If there was one thread running through the Sunday sessions I attended, it was trust. Not the abstract kind, but the practical, high-stakes version that keeps banks and payment networks up at night.
Chad Hamblin of Microsoft dropped the first jolt: phishing attempts are up 800% in the past 12 months. Fraud, he said, has shifted from a cottage industry of bad actors to a crowd-sourced economy of AI-armed opportunists.
And now comes a stranger frontier: agentic commerce. Samant Nagpal from Gusto noted that by 2030, we’ll see some 6 billion AI agents transacting on our behalf. That’s when the familiar question, “Are you a bot or a human?”, morphs into something trickier: “Are you a good agent or a bad one?”
Which leads to one of my favorite soundbites of the day: KYA – Know Your Agent.
For decades, we’ve built financial ecosystems around KYC – Know Your Customer. But as autonomous agents start negotiating payments, booking travel, or moving funds, institutions now need to verify not just who the customer is, but who (or what) is acting for them.

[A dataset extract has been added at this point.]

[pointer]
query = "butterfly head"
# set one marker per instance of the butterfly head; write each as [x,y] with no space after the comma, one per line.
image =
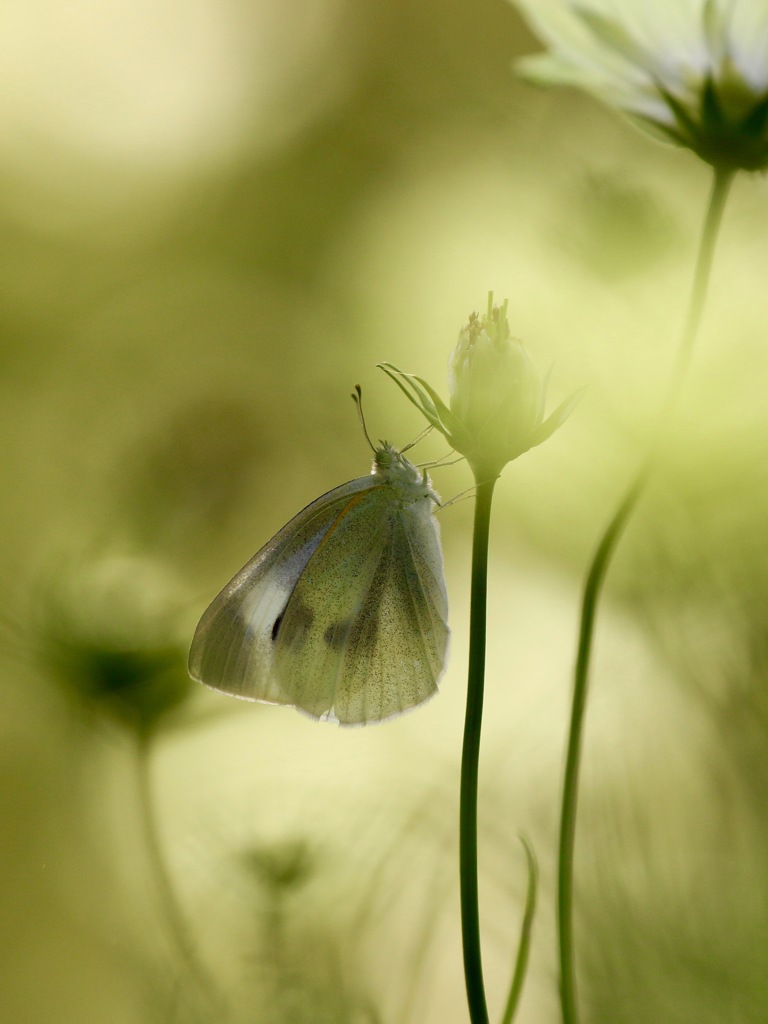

It’s an entirely new layer of trust infrastructure taking shape before our eyes.
Both Visa and Mastercard seem to see it coming:
1. They Deliver Strategy + Execution in One Motion
- Visa recently unveiled its Trusted Agent Protocol to help merchants authenticate AI agents in commerce flows.
- Mastercard introduced its Agent Pay Framework, setting out early rules for registering and verifying AI agents so that transactions can be tokenized, auditable, and aligned with the human they represent.
These are the first brushstrokes of what could become a whole new compliance category – a future where banks and networks perform due diligence not just on customers and counterparties, but on the autonomous agents acting in their stead.
It’s fascinating to watch trust being re-architected in real time. As AI agents grow more capable – initiating transfers, negotiating rates, maybe even comparison-shopping across banks – the industry’s challenge won’t just be stopping fraud. It’ll be preserving confidence in an ecosystem where intent itself can be simulated.
Tomorrow’s trust, it seems, will depend less on whether a customer is who they say they are, and more on whether their agent is doing what they meant it to do.